Hearing this might scare some business or website owners into panicking and removing a lot of visual or multimedia elements in order to try and increase website speed. This can be helpful within reason, but it is important to not get too carried away. A pretty simple fix is to “losslessly compress” the images you use on your website. This basically means that images will be smaller in terms of file size – allowing users to download them faster and improve overall website speed.

Speed optimization isn’t necessarily a web design fix all the time, but more often than not if you find your website is slow it can be helpful to take a step back and really think about what pieces of content you need to keep your users engaged with your site and which images or videos are unnecessary. A great way to figure this out is (you guessed it) to put step two above to work and test to see how your website or individual page performs when an image or multimedia asset is removed.

In Conclusion…
Websites can be a difficult beast to deal with when things are going wrong and it isn’t generating the kind of revenue you would like to see.
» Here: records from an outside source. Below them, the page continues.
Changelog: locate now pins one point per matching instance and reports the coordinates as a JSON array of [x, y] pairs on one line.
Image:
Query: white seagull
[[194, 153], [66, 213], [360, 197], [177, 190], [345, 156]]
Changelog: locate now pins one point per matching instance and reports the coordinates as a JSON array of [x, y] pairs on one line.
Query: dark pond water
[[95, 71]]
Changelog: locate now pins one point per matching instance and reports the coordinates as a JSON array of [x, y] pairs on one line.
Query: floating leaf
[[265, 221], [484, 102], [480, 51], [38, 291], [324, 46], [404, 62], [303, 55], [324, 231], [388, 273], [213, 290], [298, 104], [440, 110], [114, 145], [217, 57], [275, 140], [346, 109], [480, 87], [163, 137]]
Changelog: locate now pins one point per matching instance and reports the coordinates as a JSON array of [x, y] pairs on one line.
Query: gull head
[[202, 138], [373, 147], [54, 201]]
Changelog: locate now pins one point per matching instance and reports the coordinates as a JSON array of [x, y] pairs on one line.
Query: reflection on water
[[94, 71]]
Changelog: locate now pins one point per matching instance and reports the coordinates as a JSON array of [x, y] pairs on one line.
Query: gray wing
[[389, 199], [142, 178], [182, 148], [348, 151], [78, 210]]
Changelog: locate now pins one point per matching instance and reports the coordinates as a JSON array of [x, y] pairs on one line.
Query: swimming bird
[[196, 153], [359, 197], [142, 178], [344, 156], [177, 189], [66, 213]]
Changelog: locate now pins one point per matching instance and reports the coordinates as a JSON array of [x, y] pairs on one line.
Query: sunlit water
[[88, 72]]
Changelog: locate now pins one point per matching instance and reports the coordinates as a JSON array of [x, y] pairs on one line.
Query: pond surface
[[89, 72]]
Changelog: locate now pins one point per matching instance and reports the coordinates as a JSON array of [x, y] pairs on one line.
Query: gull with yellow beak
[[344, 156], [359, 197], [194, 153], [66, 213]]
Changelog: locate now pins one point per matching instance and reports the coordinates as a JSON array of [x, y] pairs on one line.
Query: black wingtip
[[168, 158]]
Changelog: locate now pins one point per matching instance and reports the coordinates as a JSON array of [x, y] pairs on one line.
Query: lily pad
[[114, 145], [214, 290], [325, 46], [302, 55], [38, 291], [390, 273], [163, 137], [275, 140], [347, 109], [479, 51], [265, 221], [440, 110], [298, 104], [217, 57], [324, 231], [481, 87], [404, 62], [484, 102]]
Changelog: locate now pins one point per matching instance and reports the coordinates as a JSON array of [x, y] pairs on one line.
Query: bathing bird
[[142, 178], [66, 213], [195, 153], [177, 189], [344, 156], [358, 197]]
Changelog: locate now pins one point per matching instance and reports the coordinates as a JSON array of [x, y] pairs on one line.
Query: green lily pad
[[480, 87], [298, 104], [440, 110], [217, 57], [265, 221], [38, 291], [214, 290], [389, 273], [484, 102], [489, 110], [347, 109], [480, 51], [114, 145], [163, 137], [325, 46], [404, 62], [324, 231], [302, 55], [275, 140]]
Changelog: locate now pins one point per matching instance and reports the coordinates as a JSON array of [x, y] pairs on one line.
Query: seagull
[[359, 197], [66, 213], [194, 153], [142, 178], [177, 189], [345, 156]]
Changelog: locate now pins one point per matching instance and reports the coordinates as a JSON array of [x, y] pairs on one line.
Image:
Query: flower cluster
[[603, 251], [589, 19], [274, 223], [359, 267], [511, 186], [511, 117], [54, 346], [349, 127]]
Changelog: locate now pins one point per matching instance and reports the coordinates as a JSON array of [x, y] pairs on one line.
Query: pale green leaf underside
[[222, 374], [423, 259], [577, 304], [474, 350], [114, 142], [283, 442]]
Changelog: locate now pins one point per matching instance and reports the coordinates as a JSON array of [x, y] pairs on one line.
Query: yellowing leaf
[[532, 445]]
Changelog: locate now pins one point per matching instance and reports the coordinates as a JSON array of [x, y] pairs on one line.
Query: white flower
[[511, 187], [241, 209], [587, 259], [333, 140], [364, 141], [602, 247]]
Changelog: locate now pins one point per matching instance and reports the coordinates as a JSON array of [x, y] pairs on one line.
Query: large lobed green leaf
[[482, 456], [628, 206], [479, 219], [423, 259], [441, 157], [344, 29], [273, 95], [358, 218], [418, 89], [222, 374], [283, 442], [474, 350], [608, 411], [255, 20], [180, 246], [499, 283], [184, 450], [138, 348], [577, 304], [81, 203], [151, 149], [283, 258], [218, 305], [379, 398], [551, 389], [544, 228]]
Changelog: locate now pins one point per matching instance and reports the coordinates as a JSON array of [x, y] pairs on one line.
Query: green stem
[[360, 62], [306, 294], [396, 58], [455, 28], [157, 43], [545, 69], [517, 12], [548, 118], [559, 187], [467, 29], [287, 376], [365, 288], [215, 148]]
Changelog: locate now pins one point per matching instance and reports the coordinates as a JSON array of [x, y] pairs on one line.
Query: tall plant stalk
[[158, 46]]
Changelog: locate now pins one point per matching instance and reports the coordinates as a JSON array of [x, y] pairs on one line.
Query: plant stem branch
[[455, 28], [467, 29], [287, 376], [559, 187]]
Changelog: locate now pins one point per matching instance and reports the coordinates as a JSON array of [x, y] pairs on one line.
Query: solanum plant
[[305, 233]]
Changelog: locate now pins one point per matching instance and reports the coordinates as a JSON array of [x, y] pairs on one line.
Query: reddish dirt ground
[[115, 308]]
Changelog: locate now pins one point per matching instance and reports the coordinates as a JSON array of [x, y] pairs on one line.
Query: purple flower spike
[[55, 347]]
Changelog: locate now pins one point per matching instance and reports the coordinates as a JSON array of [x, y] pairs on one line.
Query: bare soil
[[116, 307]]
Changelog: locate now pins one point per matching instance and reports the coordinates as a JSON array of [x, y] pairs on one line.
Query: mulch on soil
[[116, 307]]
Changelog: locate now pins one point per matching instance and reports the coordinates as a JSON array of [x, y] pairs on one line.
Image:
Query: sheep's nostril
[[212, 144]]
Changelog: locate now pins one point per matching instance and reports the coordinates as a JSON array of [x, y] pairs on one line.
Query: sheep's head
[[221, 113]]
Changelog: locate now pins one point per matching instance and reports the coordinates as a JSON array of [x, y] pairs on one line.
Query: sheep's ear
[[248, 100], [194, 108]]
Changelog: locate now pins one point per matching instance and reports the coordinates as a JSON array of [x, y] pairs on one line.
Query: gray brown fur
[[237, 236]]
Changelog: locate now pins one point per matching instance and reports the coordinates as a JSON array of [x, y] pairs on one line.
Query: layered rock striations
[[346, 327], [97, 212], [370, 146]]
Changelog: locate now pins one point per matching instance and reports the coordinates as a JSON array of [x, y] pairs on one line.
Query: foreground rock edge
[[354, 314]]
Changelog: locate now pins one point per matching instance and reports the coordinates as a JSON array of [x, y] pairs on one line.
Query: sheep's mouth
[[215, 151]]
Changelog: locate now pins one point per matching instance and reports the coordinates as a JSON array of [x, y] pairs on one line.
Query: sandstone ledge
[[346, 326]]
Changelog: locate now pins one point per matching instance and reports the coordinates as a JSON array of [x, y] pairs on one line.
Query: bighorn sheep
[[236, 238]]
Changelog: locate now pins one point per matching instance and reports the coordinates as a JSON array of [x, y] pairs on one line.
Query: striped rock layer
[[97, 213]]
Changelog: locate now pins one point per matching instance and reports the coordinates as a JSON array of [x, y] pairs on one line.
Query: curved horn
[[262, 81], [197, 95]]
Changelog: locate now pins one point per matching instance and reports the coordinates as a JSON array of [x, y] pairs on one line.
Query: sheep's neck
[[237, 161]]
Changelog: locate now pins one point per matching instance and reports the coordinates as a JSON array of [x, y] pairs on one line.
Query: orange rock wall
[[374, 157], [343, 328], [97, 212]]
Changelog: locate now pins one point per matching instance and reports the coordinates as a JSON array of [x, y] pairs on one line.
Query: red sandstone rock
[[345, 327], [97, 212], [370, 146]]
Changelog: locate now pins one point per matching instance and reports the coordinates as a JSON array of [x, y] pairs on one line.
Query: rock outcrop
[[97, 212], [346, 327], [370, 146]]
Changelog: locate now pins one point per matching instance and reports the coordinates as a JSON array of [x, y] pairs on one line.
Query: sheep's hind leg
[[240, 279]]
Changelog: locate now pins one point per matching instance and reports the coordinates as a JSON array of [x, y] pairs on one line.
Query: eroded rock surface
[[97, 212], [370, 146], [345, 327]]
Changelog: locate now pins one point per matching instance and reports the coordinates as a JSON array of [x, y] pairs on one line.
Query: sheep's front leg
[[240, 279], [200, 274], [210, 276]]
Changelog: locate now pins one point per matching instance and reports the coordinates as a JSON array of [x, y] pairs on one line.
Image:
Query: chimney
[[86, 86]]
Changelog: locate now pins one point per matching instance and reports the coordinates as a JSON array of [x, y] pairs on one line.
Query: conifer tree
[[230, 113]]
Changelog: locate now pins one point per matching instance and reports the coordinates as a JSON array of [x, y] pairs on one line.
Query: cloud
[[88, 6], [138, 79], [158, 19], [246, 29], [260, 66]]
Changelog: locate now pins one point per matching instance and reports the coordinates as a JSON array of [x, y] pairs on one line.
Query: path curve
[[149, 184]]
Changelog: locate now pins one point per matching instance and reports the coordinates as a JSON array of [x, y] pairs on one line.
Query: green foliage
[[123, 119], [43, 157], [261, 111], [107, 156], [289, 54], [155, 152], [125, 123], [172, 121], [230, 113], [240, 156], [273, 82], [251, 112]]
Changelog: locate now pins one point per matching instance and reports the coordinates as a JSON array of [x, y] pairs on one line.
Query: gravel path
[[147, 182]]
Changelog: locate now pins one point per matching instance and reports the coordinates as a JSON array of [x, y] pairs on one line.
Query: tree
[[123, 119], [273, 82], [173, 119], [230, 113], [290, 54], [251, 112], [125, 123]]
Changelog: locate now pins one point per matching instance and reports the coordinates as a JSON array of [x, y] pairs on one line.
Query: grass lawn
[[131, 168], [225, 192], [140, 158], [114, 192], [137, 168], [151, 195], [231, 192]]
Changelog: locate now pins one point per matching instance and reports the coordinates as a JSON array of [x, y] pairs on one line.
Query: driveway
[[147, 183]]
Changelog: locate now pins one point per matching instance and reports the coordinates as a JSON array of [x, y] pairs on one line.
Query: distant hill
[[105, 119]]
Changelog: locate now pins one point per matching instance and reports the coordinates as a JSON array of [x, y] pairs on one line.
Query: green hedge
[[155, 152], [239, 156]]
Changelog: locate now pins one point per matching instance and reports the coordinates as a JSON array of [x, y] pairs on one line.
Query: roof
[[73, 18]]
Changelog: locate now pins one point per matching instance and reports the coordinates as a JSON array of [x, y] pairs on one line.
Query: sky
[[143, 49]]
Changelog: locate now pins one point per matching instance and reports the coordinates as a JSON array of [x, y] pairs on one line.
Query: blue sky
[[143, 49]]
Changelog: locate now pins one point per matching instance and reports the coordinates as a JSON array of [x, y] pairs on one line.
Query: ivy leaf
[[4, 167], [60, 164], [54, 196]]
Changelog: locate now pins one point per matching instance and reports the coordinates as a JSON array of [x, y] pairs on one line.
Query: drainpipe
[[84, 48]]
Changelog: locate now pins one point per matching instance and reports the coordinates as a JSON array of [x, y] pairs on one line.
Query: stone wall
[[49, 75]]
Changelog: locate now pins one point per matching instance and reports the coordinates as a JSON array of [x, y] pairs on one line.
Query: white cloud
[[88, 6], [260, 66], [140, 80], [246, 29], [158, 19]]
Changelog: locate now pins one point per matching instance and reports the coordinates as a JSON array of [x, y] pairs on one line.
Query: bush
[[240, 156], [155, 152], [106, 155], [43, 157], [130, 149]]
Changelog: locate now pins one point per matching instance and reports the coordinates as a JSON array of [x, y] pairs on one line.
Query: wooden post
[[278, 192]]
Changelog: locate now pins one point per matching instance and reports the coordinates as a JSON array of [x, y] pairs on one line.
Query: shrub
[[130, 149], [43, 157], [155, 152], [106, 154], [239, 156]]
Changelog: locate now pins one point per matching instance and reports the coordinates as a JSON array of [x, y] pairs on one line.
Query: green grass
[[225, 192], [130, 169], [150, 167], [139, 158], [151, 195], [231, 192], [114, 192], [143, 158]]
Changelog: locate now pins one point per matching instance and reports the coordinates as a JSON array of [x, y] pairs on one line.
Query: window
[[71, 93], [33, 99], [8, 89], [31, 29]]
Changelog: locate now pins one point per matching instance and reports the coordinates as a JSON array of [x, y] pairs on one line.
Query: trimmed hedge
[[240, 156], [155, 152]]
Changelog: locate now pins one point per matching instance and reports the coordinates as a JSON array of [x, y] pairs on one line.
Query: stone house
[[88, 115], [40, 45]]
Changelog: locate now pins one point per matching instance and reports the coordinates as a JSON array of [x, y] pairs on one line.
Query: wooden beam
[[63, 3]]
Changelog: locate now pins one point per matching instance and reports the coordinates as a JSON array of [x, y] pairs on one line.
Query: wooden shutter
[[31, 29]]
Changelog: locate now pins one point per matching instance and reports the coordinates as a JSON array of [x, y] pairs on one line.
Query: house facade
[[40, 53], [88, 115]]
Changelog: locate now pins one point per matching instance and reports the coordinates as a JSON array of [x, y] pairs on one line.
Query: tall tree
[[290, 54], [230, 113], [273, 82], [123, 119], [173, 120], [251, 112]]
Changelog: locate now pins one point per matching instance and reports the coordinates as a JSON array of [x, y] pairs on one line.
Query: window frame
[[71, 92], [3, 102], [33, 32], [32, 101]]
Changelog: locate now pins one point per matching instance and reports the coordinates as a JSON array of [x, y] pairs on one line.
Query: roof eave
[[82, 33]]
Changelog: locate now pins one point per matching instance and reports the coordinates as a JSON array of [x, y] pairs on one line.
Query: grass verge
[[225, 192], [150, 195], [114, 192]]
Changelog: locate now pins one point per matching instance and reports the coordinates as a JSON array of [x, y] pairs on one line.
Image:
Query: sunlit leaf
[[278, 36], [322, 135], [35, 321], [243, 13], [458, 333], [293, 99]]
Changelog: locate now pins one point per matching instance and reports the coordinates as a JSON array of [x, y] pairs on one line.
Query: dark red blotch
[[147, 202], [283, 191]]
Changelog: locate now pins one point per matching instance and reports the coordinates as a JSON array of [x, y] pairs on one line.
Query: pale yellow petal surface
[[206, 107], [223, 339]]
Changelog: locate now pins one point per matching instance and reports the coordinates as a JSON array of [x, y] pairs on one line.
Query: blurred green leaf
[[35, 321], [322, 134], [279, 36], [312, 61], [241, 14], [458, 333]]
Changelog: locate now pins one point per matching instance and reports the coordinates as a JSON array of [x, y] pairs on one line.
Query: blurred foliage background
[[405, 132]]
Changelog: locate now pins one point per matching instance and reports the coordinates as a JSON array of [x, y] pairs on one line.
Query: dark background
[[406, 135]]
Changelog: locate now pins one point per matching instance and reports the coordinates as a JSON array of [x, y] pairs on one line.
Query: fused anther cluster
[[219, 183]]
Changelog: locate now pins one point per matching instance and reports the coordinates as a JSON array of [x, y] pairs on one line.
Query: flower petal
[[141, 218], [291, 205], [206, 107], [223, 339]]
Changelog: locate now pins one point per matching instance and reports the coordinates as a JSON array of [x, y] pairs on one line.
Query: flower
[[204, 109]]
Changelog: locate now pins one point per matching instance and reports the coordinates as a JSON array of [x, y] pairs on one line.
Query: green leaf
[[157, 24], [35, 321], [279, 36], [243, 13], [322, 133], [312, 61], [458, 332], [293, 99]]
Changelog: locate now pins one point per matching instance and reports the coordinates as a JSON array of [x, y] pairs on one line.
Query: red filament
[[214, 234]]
However, if you’re reading this you are already taking the first and most important step towards getting your website to perform better – you need to care.

Too often business owners think that a website is something that should always perform with very little maintenance. This is simply not true – the best websites are incessantly coddled until they grow into mean performing machines. Even then, they need tuning up quite often to stay at their best. If you put the steps above to work on your site and continue to care about your website’s well being, you’re well on your way to creating a great site that will perform for your business.